Update November 7, 2016:
It looks like the Lono cloud service is back online. This was not a normal outage however as their domain completely disappeared from DNS. The bigger question of what they will be doing to ensure that the device works locally, even when the cloud is unavailable still deserves an answer (and I filed a support ticket this evening asking both about the outage & about plans for graceful degradation of service should the cloud component fail again).
A while ago now I backed a project on Kickstarter that was creating a more modern sprinkler controller. That actually wasn’t hard to imagine since the user interface of the one our home’s builder attached to wall consisted of a rotating switch, some buttons and an LCD display which could handle numbers & a few other preset things.

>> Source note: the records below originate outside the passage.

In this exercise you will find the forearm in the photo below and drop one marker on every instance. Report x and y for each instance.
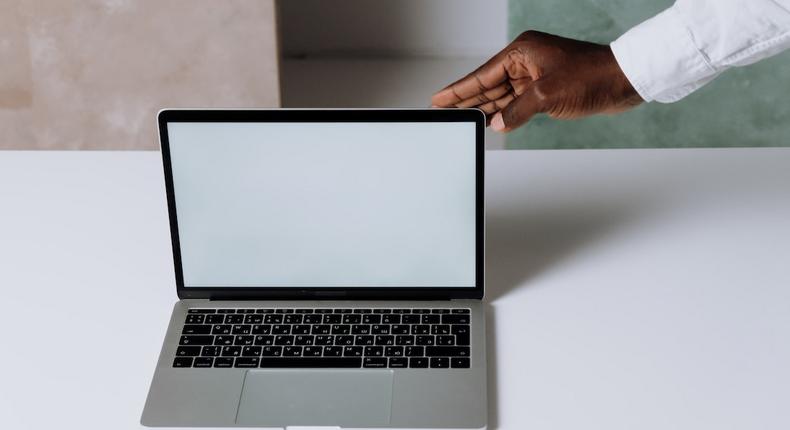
(679, 50)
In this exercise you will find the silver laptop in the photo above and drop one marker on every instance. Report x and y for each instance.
(329, 266)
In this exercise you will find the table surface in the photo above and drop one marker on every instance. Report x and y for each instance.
(627, 289)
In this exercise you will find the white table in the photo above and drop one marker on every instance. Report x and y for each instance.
(629, 289)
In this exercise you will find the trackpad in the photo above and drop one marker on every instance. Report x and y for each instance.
(316, 397)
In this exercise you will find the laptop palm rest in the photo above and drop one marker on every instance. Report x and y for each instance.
(316, 397)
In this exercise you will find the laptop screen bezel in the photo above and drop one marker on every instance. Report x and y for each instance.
(322, 116)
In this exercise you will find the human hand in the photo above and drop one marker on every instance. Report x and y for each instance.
(543, 73)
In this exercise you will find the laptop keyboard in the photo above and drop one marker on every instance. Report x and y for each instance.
(355, 338)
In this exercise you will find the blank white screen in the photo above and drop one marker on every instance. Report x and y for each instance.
(325, 204)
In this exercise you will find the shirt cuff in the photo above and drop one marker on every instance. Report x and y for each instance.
(660, 59)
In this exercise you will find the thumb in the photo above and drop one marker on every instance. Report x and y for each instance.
(516, 113)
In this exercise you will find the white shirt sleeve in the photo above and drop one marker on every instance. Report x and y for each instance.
(684, 47)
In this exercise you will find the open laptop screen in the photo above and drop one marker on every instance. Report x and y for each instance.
(300, 204)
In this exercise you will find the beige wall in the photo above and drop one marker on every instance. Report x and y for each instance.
(91, 74)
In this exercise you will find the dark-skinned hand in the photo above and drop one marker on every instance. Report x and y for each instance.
(543, 73)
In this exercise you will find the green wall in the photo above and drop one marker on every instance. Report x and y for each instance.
(747, 106)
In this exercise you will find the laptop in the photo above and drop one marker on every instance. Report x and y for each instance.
(329, 266)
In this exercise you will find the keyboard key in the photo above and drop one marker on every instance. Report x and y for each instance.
(253, 319)
(224, 340)
(371, 319)
(223, 362)
(380, 329)
(312, 351)
(375, 362)
(300, 329)
(455, 319)
(404, 340)
(272, 319)
(352, 351)
(221, 329)
(307, 362)
(234, 319)
(304, 340)
(261, 329)
(196, 340)
(324, 340)
(410, 319)
(283, 340)
(272, 351)
(447, 351)
(246, 362)
(459, 362)
(352, 319)
(374, 351)
(251, 351)
(231, 351)
(400, 329)
(182, 362)
(322, 329)
(393, 351)
(390, 319)
(312, 319)
(292, 351)
(211, 351)
(195, 319)
(360, 329)
(341, 329)
(293, 319)
(344, 340)
(431, 319)
(445, 340)
(414, 351)
(215, 319)
(421, 329)
(196, 329)
(385, 340)
(424, 340)
(398, 362)
(332, 319)
(264, 340)
(281, 329)
(418, 362)
(244, 340)
(440, 329)
(241, 329)
(333, 351)
(203, 362)
(364, 340)
(187, 351)
(440, 362)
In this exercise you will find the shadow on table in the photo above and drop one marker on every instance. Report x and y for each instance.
(521, 243)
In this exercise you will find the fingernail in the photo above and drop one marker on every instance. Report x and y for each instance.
(497, 123)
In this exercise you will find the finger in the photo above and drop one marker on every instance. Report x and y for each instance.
(486, 77)
(517, 113)
(495, 106)
(486, 97)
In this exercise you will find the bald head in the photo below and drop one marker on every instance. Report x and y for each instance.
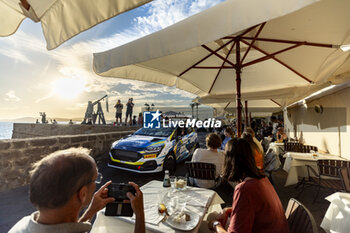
(250, 131)
(58, 176)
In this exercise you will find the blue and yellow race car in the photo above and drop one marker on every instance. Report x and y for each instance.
(151, 150)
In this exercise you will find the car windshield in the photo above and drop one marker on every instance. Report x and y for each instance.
(161, 132)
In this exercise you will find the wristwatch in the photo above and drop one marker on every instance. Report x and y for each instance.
(215, 223)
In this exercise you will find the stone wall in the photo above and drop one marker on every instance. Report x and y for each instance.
(27, 130)
(17, 155)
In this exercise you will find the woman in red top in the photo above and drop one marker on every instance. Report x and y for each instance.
(256, 207)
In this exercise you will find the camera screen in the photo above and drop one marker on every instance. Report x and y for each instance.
(118, 191)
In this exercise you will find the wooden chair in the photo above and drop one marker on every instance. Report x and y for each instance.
(345, 178)
(299, 218)
(328, 174)
(203, 171)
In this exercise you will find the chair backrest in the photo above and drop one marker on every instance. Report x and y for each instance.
(199, 170)
(330, 167)
(345, 177)
(299, 218)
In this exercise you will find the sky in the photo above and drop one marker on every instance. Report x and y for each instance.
(60, 82)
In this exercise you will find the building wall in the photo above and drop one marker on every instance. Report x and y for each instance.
(329, 130)
(26, 130)
(17, 155)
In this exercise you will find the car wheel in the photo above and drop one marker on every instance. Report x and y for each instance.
(170, 163)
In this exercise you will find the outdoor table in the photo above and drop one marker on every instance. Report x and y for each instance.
(198, 200)
(295, 164)
(337, 217)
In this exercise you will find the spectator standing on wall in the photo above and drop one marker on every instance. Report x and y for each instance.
(129, 108)
(140, 119)
(118, 114)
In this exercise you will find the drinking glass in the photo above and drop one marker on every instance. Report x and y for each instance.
(181, 182)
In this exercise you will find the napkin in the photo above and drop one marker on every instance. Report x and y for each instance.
(152, 215)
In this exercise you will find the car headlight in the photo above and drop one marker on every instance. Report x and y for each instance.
(114, 144)
(154, 149)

Like something from the 1980s.
That project was Lono, and, like most Kickstarters, it delivered late & somewhat incomplete. But the hardware looked good, was dead simple to install & seemed to work. The software less so. Over time, things improved a bit though. I could access the controller, via the iPhone app, from anywhere. Scheduling was added, as was weather and a few other features. I don’t think I saw the truly smart scheduling that was promised, but it was delivering what I needed. Until today.

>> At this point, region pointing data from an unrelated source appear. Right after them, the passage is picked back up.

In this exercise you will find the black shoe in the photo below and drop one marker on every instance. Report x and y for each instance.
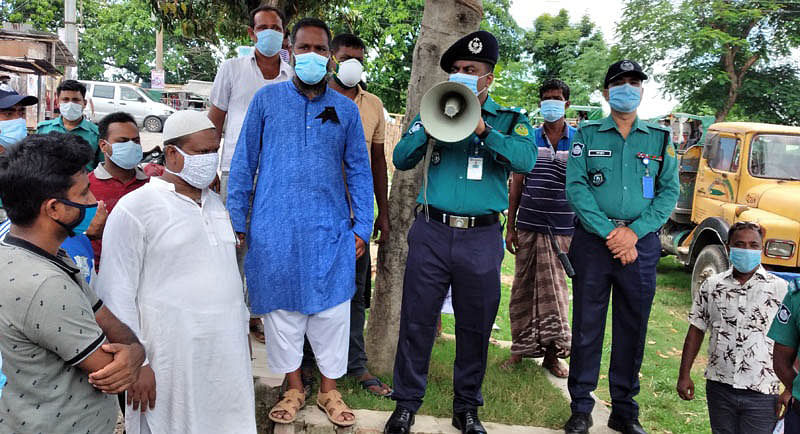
(468, 422)
(625, 426)
(578, 423)
(399, 422)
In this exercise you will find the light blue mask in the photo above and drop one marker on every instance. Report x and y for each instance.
(12, 132)
(269, 42)
(552, 109)
(624, 98)
(471, 81)
(126, 154)
(745, 260)
(311, 67)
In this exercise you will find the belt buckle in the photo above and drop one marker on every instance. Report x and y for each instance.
(458, 222)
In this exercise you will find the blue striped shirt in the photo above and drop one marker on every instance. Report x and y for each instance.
(544, 201)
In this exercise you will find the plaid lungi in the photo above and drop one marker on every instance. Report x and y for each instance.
(539, 304)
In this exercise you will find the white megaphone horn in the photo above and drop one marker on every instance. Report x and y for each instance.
(450, 111)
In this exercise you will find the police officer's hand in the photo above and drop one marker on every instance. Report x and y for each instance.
(481, 127)
(512, 244)
(620, 239)
(361, 247)
(627, 256)
(784, 400)
(685, 388)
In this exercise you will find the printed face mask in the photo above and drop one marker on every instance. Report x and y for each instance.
(81, 224)
(310, 67)
(745, 260)
(624, 98)
(198, 170)
(552, 109)
(269, 42)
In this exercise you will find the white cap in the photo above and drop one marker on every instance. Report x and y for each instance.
(185, 122)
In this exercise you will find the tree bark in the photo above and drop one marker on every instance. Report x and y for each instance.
(443, 22)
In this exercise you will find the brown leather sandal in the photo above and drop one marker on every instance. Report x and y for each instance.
(292, 402)
(333, 406)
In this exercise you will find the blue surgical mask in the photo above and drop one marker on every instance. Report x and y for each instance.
(471, 81)
(269, 42)
(71, 111)
(310, 67)
(79, 226)
(12, 132)
(126, 154)
(624, 98)
(745, 260)
(552, 109)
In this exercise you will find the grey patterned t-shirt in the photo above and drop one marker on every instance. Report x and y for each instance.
(47, 327)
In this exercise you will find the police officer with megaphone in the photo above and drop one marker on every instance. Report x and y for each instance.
(457, 239)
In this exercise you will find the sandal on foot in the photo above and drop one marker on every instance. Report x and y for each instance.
(333, 406)
(376, 382)
(292, 402)
(257, 330)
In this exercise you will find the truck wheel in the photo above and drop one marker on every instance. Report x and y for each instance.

Today, the Lono died. Well. More specifically, the cloud service behind the Lono died. Now the attractive black & green box on the wall of my garage is essentially useless. Obviously, that is frustrating because I can no longer control my sprinklers, even from home when my phone & the Lono are on the same network. But it frustrates me on another level too. These IoT devices are clearly more powerful when connected to the cloud, but they should not be designed to be dependent on that cloud to do anything.
There is absolutely no reason why the Lono, discovering it could no longer reach its cloud based control center, couldn’t have dropped back to a LAN only mode. Whether the outage is caused by the company failing (which seems to be the case here), or other things (maybe an ISP failing, or being temporarily offline), there really is no excuse for these things to stop working based on their last known settings & reverting to more local control.

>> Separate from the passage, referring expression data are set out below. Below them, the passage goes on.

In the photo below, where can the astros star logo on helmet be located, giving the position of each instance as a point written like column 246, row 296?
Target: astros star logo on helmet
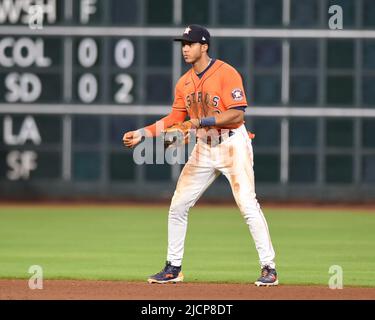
column 187, row 30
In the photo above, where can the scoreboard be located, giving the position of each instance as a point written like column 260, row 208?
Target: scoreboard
column 63, row 83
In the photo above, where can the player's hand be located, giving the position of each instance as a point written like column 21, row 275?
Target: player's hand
column 132, row 138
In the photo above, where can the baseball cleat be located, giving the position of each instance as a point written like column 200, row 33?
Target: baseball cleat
column 268, row 277
column 170, row 274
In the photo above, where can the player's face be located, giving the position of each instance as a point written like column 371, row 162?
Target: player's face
column 192, row 52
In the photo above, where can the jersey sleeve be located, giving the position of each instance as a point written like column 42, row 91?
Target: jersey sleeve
column 233, row 93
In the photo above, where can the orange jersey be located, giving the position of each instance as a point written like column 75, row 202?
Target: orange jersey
column 219, row 89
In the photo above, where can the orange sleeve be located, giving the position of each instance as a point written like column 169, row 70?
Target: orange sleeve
column 233, row 93
column 175, row 116
column 179, row 102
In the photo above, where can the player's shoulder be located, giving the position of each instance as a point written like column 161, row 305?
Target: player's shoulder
column 183, row 79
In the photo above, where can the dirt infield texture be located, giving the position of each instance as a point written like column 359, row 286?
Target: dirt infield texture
column 121, row 290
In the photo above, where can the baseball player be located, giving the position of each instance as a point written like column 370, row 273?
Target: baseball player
column 211, row 93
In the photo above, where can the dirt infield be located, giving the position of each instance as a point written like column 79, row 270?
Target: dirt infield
column 121, row 290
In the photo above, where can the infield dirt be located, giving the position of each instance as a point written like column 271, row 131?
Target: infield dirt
column 121, row 290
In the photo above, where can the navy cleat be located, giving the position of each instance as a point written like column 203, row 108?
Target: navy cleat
column 170, row 274
column 268, row 277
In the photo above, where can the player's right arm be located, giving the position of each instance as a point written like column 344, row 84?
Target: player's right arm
column 178, row 114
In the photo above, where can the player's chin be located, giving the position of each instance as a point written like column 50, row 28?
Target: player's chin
column 188, row 60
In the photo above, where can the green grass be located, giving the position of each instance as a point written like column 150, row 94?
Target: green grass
column 129, row 243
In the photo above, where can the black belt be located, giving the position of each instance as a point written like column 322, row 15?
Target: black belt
column 211, row 141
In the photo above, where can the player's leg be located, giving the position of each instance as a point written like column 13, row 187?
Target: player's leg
column 196, row 176
column 237, row 166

I’ve backed a number of different things on Kickstarter & Indiegogo. Typically, while they may have received firmware updates etc, only a couple were really dependent on a cloud based service & only Lono has failed. It does make me think I will be more wary of cloud backed IoT projects in future. Perhaps such projects will need to explain their plans for this scenario. At the very least, it would be good to see they’ve considered this & have some level of “disconnected” functionality baked in.
If they want to truly impress me, they should have hardware design, firmware & app software in an escrow service, with public (or at least customer) release triggered on company failure. Then, maybe, the community could rally around and perhaps continue support for these devices.